Die Marker, die Karten und die Tokens liegen in einem sehr gut strukturierten Inlay in der Spielschachtel und sorgen dafür, dass man beim Auf- und Abbau schnell zugreifen kann. Insgesamt fühlt sich das Material sehr wertig an, vor allem die Marker sind aus dicker Pappe und eine richtige Freude in der Handhabung. Was mich persönlich auch sehr freut, ist, dass das ganze Material sehr bunt gestaltet ist. Das gilt ebenso für die farbigen Marker wie auch für die Gestaltung der Karten. Vom Stil ähnelt das alles einem Comic. So habe ich mir zwar das Mesolithikum nicht vorgestellt, aber zur Spielfreude trägt die Gestaltung auf jeden Fall bei. 
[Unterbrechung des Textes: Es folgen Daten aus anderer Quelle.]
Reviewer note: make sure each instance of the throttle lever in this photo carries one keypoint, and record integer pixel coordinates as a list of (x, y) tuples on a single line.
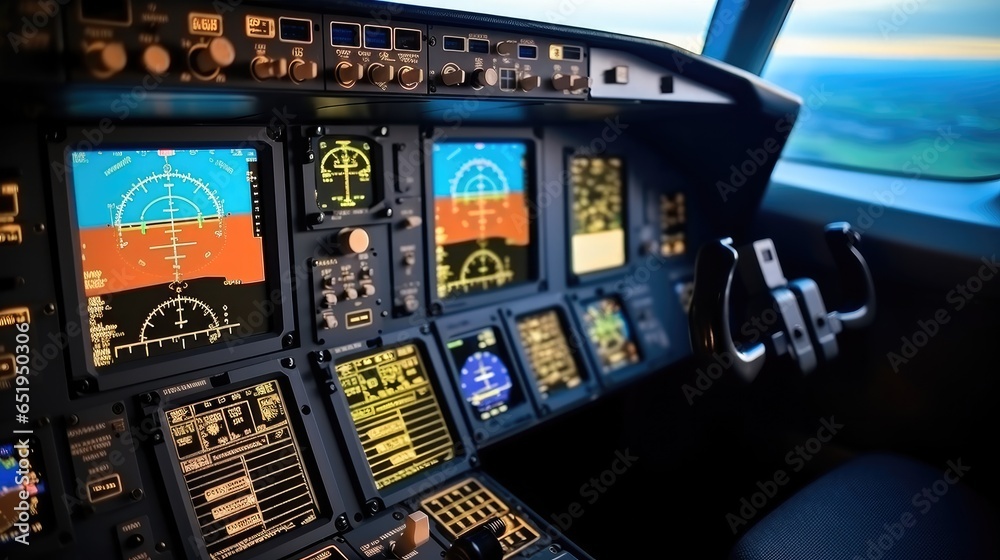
[(842, 240), (715, 267)]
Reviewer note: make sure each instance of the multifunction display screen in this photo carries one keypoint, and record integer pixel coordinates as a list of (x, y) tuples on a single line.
[(610, 334), (485, 377), (396, 413), (550, 357), (171, 249), (344, 174), (483, 229), (598, 230)]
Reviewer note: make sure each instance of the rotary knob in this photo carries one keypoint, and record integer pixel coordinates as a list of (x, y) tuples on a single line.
[(379, 73), (269, 68), (452, 76), (352, 240), (156, 59), (348, 74), (409, 77), (529, 82), (567, 82), (106, 59), (208, 60), (482, 77), (300, 71)]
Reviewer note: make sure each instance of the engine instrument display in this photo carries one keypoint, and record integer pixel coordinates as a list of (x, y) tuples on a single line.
[(482, 224), (609, 332), (484, 375), (243, 468), (344, 174), (25, 503), (598, 231), (171, 249), (396, 413), (550, 356)]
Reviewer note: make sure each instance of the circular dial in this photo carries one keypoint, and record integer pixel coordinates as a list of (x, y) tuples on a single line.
[(345, 175), (169, 224), (485, 382), (180, 318), (597, 194), (484, 269)]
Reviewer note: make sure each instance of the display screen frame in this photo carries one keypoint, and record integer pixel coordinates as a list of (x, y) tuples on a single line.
[(518, 415), (317, 466), (277, 306), (375, 499), (601, 273), (613, 378), (381, 173), (537, 274), (578, 344)]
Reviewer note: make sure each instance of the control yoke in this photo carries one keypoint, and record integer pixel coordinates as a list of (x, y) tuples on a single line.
[(799, 324)]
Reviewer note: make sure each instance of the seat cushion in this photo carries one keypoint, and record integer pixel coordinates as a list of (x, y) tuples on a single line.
[(878, 507)]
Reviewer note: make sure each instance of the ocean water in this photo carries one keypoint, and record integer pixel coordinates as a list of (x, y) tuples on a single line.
[(930, 118)]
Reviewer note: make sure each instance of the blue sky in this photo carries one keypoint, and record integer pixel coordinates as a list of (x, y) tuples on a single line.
[(867, 28)]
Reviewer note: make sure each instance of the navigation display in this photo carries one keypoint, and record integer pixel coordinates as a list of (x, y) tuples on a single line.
[(242, 467), (550, 357), (610, 334), (484, 374), (25, 503), (171, 249), (344, 174), (482, 225), (598, 231), (396, 413)]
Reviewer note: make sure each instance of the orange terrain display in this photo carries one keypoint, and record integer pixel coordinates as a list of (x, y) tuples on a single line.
[(483, 229), (171, 250)]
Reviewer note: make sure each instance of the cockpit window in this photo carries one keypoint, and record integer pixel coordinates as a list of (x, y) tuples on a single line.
[(683, 23), (899, 86)]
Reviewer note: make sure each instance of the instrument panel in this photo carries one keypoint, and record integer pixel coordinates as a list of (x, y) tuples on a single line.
[(189, 253), (292, 338)]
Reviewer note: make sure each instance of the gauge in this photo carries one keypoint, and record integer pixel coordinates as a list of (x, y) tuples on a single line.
[(609, 333), (484, 377), (485, 381), (344, 174)]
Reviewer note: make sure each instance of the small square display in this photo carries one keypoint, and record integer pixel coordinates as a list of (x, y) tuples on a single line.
[(485, 376), (609, 332)]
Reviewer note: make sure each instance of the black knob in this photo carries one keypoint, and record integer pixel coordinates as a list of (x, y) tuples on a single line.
[(480, 543)]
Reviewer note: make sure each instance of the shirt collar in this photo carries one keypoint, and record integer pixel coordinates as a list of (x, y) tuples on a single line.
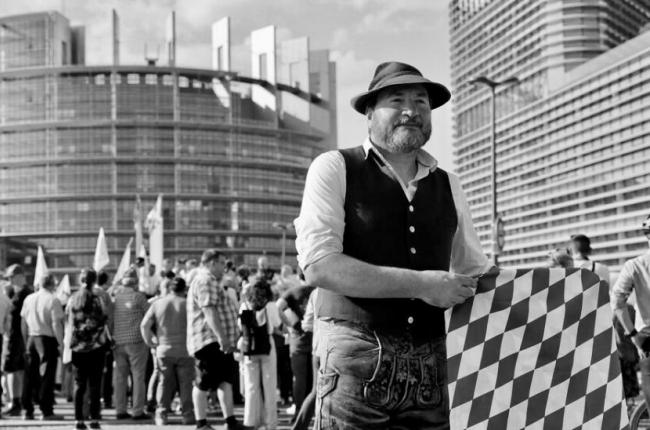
[(422, 157)]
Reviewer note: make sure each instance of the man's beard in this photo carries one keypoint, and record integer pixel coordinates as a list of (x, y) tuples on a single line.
[(398, 138)]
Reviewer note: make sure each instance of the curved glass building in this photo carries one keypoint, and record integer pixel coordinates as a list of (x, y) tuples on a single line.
[(229, 153)]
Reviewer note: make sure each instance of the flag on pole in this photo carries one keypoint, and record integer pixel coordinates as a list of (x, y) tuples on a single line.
[(137, 222), (535, 349), (101, 252), (125, 262), (41, 267), (63, 291), (154, 223)]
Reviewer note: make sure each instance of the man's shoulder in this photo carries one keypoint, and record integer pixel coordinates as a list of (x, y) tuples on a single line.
[(202, 276), (327, 161), (640, 260)]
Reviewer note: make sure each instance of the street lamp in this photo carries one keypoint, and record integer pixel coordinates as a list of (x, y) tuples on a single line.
[(497, 242), (283, 227)]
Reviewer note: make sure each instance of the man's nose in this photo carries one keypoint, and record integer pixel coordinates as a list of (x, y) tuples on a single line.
[(408, 107)]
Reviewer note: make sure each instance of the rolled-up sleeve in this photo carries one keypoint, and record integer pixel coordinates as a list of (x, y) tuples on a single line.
[(320, 225), (467, 256), (622, 288)]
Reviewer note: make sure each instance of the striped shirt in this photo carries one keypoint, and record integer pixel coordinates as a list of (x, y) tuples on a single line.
[(205, 291), (129, 310)]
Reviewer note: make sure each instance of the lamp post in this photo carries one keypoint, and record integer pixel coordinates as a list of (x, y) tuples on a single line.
[(497, 242), (283, 227)]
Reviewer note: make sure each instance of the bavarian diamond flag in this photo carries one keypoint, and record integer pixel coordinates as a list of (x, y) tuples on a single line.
[(534, 349)]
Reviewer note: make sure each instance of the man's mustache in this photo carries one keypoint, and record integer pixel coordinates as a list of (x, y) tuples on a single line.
[(413, 122)]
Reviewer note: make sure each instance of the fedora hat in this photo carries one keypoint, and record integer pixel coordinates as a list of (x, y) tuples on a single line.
[(394, 73)]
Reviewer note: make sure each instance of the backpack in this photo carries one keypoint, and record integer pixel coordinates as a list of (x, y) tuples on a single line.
[(259, 341)]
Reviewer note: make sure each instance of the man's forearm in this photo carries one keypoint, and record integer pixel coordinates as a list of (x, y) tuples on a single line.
[(58, 332), (212, 318), (624, 317), (147, 334), (346, 275)]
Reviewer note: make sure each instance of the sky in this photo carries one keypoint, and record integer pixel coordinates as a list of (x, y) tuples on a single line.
[(360, 34)]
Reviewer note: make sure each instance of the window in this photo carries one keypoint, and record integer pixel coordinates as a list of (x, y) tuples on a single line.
[(263, 66)]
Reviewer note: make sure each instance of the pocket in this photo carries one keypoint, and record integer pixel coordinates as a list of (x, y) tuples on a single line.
[(326, 383), (377, 389), (429, 393)]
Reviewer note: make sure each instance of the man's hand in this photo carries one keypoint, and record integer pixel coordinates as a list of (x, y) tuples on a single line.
[(638, 342), (446, 289), (226, 346)]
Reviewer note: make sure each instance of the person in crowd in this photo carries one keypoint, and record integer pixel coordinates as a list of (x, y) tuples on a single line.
[(153, 370), (190, 265), (388, 237), (263, 269), (164, 328), (107, 302), (309, 325), (13, 348), (179, 267), (130, 351), (243, 273), (560, 258), (581, 250), (635, 277), (5, 312), (286, 281), (292, 306), (230, 283), (42, 315), (167, 266), (88, 321), (258, 318), (211, 336), (149, 280)]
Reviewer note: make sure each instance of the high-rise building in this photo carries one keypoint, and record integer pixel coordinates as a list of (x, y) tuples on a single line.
[(228, 151), (572, 141)]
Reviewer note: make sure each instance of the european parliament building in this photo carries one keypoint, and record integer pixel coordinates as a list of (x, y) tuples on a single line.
[(572, 137), (228, 151)]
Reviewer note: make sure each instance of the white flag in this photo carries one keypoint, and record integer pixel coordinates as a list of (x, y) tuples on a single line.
[(101, 252), (137, 223), (154, 223), (63, 291), (124, 263), (41, 268)]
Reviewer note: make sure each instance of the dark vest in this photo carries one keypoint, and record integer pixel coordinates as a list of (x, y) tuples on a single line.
[(383, 228)]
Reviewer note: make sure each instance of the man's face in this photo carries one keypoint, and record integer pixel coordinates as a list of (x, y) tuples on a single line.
[(217, 266), (17, 281), (400, 121), (167, 265), (262, 263)]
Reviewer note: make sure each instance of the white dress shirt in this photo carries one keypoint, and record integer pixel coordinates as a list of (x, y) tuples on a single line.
[(321, 222), (634, 277)]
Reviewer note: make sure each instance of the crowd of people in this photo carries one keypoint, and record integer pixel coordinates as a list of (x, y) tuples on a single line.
[(206, 332)]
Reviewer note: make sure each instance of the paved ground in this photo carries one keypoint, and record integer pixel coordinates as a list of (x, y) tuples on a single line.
[(109, 422)]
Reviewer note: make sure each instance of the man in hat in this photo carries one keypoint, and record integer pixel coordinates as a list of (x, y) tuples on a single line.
[(42, 315), (388, 237), (635, 277), (131, 353), (581, 250), (13, 351)]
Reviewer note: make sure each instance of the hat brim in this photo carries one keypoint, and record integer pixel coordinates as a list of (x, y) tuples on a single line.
[(438, 93)]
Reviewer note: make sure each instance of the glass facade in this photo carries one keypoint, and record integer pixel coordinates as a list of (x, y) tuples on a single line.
[(572, 157), (78, 143)]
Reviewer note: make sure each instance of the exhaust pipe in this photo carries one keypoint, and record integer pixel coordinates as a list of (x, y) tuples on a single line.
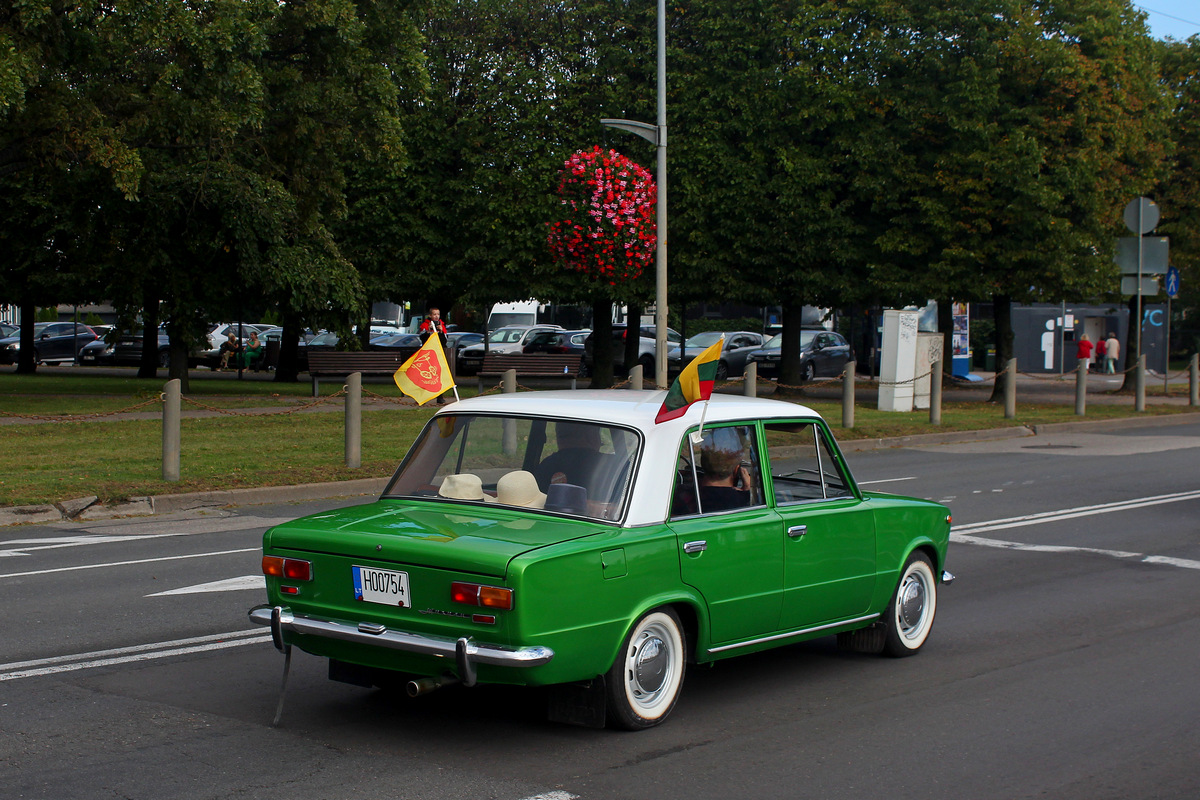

Obgleich bei den Autoren der Name Luciani auftaucht, solltet ihr nicht mit einem Kennerspiel rechnen. „Mesos“ ist ein leicht zugängliches Spiel, das man auch gut mit der Familie spielen kann. Weil es durch den Totem-Einsatzmechanismus durchaus Dinge gibt, die ihr berücksichtigen müsst, kann die Auswahl der Karten für Grübler durchaus länger dauern. Trotzdem überschreitet eine Partie „Mesos“ selten die 30-Minuten-Grenze. 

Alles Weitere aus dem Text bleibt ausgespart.